Simone McGurk the Secretary of UnionsWA, said that while any improvement in the number of unemployed youth in the south west, as well as elsewhere in the state, is welcomed, the figure of 27 per cent announced this week is still unsatisfactorily high.

“Youth unemployment in the southwest metro area has steadily increased from 15 per cent in February 2009 to a new high of 28.1 per cent in January this year.

“These figures reinforce the fact that the benefits of WA’s resources construction boom are not flowing through to all members of the community.

“With projects like Gorgon and Wheatstone now under construction and requiring hundreds of thousands of tonnes of fabricated steel, the fabrication workshops in Kwinana should be booming and creating jobs and apprenticeships for young people who live in the area.
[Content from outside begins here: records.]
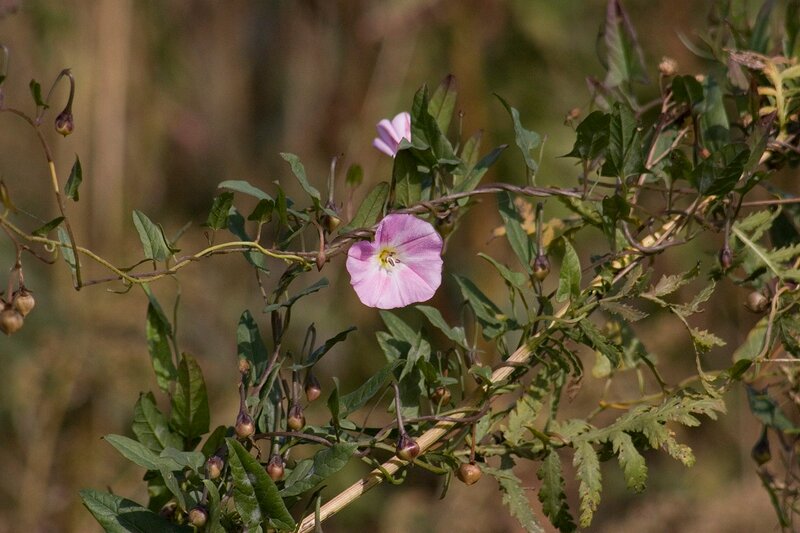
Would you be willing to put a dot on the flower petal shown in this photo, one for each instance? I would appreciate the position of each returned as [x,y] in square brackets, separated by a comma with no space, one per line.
[402,126]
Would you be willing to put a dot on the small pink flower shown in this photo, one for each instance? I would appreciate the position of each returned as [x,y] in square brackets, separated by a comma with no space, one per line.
[391,133]
[401,266]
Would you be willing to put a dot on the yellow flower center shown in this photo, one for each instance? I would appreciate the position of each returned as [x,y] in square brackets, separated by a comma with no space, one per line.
[387,258]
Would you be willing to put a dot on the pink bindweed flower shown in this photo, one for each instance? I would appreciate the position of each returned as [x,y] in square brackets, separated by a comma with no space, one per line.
[391,133]
[401,266]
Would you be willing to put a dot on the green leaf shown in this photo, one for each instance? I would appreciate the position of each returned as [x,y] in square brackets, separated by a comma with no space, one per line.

“Instead, we are seeing many fabrication contracts head offshore, and local kids are missing out.  This is a problem now, but it will also have long term economic effects for WA, as young workers miss out on the opportunity to develop skills and experience that could drive new industries and jobs beyond the resources boom. ” Ms McGurk added.

A report released in October 2011 by the International Labour Organisation (ILO) into youth unemployment around the world, warns that the consequences of mass unemployment in youth can be dire.  They include increased crime rates, increased drug use, and depression.

The consequences for the state government of a youth unemployment rate of 27 per cent in the south metro region of WA are disturbing to say the least.

But these figures also come at a time when the Reserve Bank of Australia (RBA) has reported an increase in business investment in Western Australia of 28 per cent in 2011.

Surely an unemployment rate of 27 per cent for people aged 15 – 19 years of age, in a region renowned for its strong manufacturing history, should be considered as a disgrace.